Pelosi Taiwan visit reflects extremely strong US Congress support

Pelosi Taiwan Visit Reflects Extremely Strong US Congress Support | US Politics :60 | GZERO Media

Jon Lieber, head of Eurasia Group's coverage of political and policy developments in Washington, DC, shares his analysis on US politics:

What are the lasting implications of Nancy Pelosi's visit to Taiwan?

House Speaker this week, Nancy Pelosi, became the highest ranking US government official to visit the island of Taiwan since the 1990s, setting off an enormous controversy within mainland China that prompted them to fire missiles into Taiwanese waters and directly threaten the United States.

The Biden administration reportedly was concerned about the trip, but nonetheless provided Pelosi with the logistical support that the House Speaker asked for in order to get there.

Pelosi's trip served no obvious purpose other than to show the island the extremely strong level of support for them in Congress, so strong, in fact, that several senior members of Congress are considering a new Taiwan Policy Act that would upend the status quo in US-Taiwan relations and potentially lead to even more blowback from China.

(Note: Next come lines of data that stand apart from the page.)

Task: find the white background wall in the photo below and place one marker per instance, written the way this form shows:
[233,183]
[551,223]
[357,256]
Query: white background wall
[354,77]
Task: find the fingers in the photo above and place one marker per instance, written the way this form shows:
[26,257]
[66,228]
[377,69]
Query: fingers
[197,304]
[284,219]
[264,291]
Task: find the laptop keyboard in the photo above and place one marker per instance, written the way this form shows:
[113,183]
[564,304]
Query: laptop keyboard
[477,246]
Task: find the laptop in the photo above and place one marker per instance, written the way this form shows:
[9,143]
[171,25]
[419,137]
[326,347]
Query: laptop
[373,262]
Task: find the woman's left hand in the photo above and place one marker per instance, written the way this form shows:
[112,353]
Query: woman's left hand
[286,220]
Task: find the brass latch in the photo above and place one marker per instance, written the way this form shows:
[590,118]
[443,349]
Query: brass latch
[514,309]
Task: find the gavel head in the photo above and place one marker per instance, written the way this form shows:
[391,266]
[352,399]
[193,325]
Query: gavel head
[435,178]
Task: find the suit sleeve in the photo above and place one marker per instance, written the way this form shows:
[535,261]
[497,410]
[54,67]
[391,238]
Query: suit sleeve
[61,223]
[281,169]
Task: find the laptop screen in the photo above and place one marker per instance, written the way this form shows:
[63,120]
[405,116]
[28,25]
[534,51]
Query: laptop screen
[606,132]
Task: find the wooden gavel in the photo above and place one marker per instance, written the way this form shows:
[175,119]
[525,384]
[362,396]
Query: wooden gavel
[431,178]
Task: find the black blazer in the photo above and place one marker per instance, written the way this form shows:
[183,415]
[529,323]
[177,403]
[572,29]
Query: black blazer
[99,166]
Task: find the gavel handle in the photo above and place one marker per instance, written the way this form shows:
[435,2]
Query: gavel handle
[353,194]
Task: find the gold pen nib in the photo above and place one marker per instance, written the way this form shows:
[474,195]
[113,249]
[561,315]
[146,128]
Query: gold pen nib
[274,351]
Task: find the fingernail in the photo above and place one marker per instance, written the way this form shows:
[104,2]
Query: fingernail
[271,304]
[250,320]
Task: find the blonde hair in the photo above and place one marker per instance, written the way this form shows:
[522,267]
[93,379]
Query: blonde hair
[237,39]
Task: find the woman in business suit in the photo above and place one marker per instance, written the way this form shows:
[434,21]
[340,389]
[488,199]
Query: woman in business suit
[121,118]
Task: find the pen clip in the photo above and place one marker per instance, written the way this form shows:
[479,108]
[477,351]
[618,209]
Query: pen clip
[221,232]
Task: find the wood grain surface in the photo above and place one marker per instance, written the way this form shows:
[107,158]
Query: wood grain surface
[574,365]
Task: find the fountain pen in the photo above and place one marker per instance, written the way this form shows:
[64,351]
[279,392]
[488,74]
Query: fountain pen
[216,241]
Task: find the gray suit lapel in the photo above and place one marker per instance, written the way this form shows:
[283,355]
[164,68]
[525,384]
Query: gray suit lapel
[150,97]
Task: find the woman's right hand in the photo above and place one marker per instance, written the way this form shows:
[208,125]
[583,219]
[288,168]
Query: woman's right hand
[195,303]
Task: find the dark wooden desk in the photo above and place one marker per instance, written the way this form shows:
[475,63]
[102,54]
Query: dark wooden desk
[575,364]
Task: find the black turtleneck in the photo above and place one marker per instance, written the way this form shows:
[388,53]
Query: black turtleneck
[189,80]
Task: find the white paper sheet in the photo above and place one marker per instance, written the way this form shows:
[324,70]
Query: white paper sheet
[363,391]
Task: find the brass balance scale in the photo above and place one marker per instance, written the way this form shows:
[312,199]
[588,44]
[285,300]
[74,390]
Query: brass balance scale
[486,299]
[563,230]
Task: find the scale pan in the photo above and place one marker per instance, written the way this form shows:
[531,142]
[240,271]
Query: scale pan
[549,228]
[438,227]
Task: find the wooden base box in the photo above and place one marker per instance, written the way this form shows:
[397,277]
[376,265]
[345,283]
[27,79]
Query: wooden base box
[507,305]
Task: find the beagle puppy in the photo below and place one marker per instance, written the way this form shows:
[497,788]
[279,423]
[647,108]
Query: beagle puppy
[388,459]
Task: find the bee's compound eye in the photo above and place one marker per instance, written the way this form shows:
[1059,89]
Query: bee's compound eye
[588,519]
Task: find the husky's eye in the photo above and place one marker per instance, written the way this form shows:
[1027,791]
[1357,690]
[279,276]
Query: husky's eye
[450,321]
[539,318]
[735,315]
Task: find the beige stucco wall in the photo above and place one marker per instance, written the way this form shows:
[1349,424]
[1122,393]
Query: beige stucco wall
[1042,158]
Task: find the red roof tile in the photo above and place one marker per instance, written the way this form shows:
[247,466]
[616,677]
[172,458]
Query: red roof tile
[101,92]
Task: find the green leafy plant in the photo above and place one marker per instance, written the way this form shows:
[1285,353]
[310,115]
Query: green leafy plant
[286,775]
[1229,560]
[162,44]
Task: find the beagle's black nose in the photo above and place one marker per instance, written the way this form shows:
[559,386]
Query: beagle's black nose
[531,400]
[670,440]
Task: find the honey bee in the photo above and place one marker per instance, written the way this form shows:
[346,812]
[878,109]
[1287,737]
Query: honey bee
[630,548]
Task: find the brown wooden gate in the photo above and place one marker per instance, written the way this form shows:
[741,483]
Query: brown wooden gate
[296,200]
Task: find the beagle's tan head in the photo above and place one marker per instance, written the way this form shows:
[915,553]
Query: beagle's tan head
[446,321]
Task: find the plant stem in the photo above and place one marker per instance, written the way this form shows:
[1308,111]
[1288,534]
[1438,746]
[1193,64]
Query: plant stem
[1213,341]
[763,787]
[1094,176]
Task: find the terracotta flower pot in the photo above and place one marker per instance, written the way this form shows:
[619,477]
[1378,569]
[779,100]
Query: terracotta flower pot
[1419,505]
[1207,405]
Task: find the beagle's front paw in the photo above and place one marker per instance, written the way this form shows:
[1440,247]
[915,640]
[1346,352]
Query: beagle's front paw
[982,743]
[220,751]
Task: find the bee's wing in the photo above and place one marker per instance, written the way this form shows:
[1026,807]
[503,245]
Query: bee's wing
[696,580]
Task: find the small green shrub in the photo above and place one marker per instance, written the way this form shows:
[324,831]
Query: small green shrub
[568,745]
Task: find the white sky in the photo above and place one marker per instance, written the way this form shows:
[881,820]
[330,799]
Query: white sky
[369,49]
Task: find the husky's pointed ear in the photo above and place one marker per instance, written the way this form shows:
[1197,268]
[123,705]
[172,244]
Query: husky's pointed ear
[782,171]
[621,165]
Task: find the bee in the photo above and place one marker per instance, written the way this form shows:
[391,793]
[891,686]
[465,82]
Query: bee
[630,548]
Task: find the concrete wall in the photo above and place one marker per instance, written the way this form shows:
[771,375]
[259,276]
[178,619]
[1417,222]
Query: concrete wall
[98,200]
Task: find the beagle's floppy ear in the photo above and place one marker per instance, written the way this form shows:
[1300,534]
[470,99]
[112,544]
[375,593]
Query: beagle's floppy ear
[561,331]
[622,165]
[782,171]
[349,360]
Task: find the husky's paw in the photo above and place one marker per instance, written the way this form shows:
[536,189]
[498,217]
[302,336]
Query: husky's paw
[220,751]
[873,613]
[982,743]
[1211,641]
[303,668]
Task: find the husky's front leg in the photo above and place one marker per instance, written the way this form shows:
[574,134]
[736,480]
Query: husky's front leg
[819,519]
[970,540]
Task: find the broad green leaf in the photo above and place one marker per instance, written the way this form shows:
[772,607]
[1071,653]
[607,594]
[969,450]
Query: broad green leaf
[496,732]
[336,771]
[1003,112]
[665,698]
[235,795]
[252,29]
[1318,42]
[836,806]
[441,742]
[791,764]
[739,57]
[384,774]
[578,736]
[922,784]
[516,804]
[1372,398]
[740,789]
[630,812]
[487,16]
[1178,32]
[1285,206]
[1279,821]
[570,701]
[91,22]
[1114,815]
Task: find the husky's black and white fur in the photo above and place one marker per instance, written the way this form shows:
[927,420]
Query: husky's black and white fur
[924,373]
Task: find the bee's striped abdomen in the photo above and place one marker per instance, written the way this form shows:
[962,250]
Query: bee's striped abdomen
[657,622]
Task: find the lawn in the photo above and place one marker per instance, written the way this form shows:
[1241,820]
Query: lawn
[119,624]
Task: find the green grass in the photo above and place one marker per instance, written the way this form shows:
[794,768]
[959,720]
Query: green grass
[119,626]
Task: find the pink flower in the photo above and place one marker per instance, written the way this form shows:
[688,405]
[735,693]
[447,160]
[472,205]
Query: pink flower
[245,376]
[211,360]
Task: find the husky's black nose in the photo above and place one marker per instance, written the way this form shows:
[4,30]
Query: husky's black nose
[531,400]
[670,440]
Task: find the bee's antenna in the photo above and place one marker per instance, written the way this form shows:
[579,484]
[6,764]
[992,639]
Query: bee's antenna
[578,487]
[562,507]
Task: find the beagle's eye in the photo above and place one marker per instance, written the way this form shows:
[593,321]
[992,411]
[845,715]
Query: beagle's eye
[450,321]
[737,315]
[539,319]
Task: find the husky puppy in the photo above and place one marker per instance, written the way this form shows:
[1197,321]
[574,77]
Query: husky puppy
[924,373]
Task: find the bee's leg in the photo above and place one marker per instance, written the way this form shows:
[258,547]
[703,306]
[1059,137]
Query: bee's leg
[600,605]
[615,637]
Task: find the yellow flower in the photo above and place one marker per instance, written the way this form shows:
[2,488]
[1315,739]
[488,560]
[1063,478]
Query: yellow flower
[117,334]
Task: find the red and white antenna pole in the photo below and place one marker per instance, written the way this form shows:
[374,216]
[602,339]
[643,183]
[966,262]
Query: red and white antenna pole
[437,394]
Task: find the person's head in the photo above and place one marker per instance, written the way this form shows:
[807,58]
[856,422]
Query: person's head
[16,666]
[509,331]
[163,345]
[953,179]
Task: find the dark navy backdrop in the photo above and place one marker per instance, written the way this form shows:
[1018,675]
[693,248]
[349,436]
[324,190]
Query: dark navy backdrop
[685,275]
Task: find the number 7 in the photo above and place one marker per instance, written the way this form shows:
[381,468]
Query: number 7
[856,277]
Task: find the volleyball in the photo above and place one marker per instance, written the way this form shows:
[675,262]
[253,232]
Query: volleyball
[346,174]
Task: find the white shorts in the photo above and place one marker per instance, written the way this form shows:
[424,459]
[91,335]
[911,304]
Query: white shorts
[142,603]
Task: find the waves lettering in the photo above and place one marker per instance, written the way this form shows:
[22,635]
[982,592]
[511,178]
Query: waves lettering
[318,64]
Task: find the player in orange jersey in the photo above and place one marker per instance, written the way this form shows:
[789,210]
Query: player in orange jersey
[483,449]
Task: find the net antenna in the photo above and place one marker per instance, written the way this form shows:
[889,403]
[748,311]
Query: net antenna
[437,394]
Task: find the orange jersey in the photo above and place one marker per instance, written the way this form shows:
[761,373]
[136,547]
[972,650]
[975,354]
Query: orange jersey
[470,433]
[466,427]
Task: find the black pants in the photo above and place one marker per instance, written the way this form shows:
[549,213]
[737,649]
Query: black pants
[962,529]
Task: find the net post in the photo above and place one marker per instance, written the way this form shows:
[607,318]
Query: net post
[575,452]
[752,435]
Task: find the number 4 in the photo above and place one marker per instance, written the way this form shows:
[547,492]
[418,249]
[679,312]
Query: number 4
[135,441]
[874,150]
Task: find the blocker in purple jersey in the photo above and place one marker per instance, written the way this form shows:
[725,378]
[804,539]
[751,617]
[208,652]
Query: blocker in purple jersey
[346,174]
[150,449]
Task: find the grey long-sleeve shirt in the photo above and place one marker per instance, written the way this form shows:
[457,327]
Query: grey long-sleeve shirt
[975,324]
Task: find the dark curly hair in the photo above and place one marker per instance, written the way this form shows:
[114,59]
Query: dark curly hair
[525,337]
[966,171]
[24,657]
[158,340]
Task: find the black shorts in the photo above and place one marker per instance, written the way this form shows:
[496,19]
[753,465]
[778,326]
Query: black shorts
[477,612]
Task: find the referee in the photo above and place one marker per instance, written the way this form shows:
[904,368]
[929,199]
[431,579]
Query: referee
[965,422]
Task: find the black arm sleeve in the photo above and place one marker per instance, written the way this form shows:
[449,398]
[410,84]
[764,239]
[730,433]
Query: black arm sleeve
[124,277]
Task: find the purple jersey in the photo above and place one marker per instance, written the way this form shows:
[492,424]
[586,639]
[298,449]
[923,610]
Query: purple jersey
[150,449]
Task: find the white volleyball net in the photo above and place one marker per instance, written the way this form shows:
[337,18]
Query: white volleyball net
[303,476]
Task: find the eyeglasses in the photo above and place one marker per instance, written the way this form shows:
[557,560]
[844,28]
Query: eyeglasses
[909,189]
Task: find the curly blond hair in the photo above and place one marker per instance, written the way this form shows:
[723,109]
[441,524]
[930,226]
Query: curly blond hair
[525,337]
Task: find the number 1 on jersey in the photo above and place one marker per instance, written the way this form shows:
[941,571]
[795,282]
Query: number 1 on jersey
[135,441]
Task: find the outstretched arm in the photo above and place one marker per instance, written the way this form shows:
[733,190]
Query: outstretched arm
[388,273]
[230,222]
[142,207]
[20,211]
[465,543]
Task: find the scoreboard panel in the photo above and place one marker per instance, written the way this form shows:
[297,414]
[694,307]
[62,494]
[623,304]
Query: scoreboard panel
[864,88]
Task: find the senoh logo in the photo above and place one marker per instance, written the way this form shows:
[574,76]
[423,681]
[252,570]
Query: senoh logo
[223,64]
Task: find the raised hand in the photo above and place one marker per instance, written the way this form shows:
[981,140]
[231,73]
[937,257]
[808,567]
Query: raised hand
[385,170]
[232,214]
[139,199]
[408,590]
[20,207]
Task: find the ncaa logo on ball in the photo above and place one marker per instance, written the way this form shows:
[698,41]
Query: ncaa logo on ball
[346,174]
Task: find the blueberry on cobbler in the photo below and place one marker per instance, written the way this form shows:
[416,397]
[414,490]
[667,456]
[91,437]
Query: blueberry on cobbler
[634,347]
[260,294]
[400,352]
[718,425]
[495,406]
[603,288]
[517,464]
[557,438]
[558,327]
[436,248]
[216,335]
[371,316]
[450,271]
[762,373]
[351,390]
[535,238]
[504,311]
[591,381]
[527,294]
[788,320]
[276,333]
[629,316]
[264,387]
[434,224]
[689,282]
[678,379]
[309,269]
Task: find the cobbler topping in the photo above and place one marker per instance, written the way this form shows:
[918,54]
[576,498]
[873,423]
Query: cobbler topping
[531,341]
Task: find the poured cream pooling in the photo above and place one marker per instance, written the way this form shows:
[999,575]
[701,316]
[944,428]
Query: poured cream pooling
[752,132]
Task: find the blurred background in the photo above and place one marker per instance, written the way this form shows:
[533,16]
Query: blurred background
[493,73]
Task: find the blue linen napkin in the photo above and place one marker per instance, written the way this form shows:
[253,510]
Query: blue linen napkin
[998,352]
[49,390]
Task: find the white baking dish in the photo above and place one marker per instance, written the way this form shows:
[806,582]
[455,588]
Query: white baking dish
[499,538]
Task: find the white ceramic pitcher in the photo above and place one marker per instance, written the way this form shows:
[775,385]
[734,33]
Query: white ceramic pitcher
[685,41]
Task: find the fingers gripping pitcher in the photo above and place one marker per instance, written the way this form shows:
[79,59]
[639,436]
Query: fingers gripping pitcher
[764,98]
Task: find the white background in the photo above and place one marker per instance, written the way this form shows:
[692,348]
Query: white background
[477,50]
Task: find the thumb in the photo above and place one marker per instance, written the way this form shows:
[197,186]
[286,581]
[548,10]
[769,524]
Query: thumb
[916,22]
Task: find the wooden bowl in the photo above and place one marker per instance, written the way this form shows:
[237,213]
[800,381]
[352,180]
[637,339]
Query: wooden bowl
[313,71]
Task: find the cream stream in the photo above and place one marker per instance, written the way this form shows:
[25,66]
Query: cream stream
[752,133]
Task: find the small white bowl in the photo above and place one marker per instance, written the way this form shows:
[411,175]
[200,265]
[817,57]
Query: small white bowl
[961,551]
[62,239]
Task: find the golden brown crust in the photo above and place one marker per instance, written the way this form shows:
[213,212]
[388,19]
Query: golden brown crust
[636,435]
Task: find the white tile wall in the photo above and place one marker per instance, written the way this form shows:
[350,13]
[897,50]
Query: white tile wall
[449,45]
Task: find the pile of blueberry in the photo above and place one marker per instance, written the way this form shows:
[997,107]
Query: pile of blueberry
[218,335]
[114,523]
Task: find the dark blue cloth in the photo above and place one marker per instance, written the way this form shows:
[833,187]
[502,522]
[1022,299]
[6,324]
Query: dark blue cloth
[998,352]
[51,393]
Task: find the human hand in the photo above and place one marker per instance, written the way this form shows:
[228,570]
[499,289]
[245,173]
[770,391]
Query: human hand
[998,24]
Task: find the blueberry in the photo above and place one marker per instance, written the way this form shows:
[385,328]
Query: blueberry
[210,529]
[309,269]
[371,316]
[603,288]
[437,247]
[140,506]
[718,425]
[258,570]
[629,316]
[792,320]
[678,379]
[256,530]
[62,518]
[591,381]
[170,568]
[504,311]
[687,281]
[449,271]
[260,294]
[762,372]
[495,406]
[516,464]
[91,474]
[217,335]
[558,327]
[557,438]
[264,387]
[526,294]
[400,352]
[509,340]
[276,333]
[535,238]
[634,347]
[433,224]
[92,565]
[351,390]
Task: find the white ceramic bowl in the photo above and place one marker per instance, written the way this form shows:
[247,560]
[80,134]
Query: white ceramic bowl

The Biden administration has been mostly silent about the visit this week and has been totally silent about the Chinese response out of fear of escalating a tense situation. If China stops its military exercises in the next few days, that can be the last we hear about this incident. But it won't be the last visit to Taiwan, and it won't be the last time tensions flare up in the Strait. Starting next year, you may have more members of Congress trying to travel there to show support for the island, which could prompt an even stronger reaction from the Chinese to deter future visits.


Both parties in the United States are growing increasingly hawkish on China, hoping to deter an invasion of Taiwan. This will be a flashpoint that could endanger cooperation on trade, increase the already intense pressure the US is putting on semiconductor companies to relocate to the US and get out of China, and contribute to the major bad vibes between the countries.


Pelosi's trip made a lot of sense from the domestic angle. Once China criticized it, she really couldn't back down. But in the long run, it will probably be remembered as yet another flashpoint in a rapidly deteriorating relationship.